Valid uses – examples

Both the target language (-t) and the content of the string to be translated (-c) must be specified.

trl -h
trl -t ES -c "Hallo Welt! Wie geht's?"
trl -c "What does Hungarian look like again..." -t "hu"
echo "hello world"|trl -tfr
trl -t en < query.txt > output.txt

Example output:

~ % trl -c "Can my terminal display a Japanese script?" -t JA
端末に日本語を表示できますか? 
~ % 

and with -m:

~ % trl -c "What does Hungarian look like again? I forgot..." -t hu -m

    Request:
    Target language: HU
    >>> 'What does Hungarian look like again? I forgot...'

    Answer:
    Detected source language: EN
    >>> 'Hogy is néz ki a magyar? Elfelejtettem...'

~ % 

Typically, source language detection works flawlessly. However, there are cases where the translated result differs depending on the source language, which a provider might not be able to unambiguously recognize. This can especially occur if shorter phrases or single words are to be translated, as in the following example cases where DeepL trips.

In such cases, a specific source language (-s) in the request can also be specified:

$ trl -mt en -c "uger"     

    Request:
    Target language: EN
    >>> 'uger'

    Answer:
    Detected source language: EN
    >>> 'uger'

$ trl -mt en -c "uger" -s da

    Request:
    Target language: EN
    >>> 'uger'

    Answer:
    Supplied source language: DA
    >>> 'weeks'

$

This would of course also work without the -m flag's increased output/"fancy" formatting, but it has been included above as to demonstrate the difference in processing and output:

$ trl -ten -c uger  
uger
$ trl -ten -c uger -sda
weeks
# another example where DeepL doesn't give the expected answer:
$ trl -t EN -c "haine"                          
haine
$ trl -t EN -c "haine" -s FR
hate

Other caveats

trl is very robust and works flawlessly for me on a near-daily basis.

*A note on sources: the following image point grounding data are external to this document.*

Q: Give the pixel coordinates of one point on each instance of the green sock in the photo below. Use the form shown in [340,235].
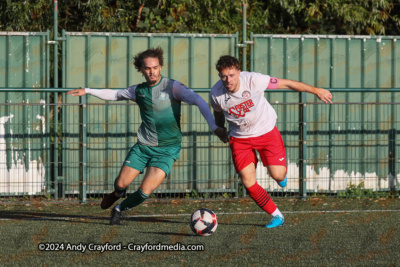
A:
[119,191]
[133,200]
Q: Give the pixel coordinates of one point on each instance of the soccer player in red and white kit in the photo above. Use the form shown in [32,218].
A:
[239,97]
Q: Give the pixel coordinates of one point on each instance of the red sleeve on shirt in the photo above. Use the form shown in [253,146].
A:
[273,83]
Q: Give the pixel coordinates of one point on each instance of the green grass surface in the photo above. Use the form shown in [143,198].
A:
[318,232]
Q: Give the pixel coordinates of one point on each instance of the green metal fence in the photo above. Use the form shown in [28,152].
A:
[64,146]
[315,152]
[24,126]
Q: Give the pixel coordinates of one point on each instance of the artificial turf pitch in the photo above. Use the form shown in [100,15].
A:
[318,232]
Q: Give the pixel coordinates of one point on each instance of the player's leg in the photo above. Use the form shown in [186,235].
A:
[257,193]
[158,168]
[278,173]
[245,161]
[134,163]
[152,179]
[124,179]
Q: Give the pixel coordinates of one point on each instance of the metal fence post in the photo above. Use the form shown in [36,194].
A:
[194,158]
[83,150]
[392,161]
[302,147]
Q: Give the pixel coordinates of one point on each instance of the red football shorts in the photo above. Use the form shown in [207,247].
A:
[270,147]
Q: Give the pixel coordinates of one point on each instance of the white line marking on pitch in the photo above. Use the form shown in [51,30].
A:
[188,214]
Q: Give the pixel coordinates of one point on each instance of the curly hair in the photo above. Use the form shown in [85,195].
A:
[227,62]
[138,60]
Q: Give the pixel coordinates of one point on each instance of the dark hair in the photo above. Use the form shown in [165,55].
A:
[227,62]
[152,52]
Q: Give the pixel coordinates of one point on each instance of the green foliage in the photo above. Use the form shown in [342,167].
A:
[359,191]
[208,16]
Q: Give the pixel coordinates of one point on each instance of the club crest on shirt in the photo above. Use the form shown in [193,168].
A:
[246,94]
[241,109]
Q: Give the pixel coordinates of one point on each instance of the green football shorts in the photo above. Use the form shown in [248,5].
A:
[140,157]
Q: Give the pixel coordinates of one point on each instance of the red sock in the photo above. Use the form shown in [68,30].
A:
[261,197]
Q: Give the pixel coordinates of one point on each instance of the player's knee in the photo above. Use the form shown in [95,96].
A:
[121,183]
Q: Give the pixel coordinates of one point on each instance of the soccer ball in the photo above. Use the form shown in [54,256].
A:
[203,222]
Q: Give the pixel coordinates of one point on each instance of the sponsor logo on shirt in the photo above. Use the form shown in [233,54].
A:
[227,99]
[246,95]
[241,109]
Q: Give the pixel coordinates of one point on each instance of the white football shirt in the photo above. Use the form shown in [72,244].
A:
[247,111]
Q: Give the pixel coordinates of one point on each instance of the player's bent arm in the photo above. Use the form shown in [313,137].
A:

However, trl does not check whether the assigned API key is valid for the selected provider, so in case multiple providers are ever used, you will have to keep those separated and, for the active one, updated and current yourself.

At this time, the only actually available translation providers are DeepL and, if you install and run it locally, a self-hosted version of LibreTranslate.
I've got a few more in mind already, but feel free to suggest suitable new providers or otherwise report any problems or bugs you may encounter! Simply open a new issue here.

Further info

For more detailed documentation, see the list of ISO 639-1 language codes which are typically used for abbreviating the target language. Check the DeepL documentation to see which languages they currently support. They also have their own API clients available for various languages, which this project does not make use of, since the exposed functionality is also kept way simpler here. :-)

The author is not affiliated in any way with DeepL SE, but highly appreciative of their free API offering.